KANSAS CITY, Mo. —
Wiggins has taken all of the hype, which included a Sports Illustrated cover comparing him to former Jayhawks stars Danny Manning and Wilt Chamberlain, with a shoulder shrug. In fact, his low-key temperament almost makes it seem as if he’s bored by all the attention.
The truth is that he’s never craved the spotlight. He’s had to learn to accept it, surely, but he’d rather lace up his sneakers and step onto the floor without saying a single word.
“It kind of grew on me over the years to where I’m used to it,” Wiggins said. “I just think of it as a blessing. A lot of people don’t get an opportunity to be showcased like that.”
Smart and Wiggins are in some ways microcosms of their teams.
Smart leads a team that returns its top four scorers and seven of its top eight from a year ago, including sharpshooter Markel Brown and swingman Le’Bryan Nash.
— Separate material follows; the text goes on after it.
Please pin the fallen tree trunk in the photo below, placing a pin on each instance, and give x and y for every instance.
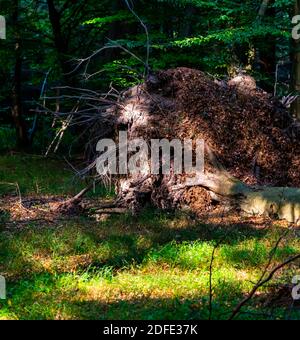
(275, 202)
(252, 158)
That means the Cowboys, who finished a game behind the Jayhawks in last year’s Big 12 race, promise to be one of the nation’s most experienced teams after winning 24 games and reaching the NCAA tournament last season.
Wiggins is the headliner of a freshman class at Kansas that includes five-star prospects Wayne Selden and Joel Embiid, all of whom have the potential to turn pro after this season. Selden is a physical, 6-foot-5 guard whom coach Bill Self said has been in the best player in practice so far, while Embiid is a raw 7-footer from Cameroon who has only been playing for two years.
“Even without Andrew Wiggins, I still thought they were the team to beat,” Ford said. “I knew who they had, who they had returning. They’re still Kansas, no question, and then they added that piece, no question it made it a little more difficult for everybody.”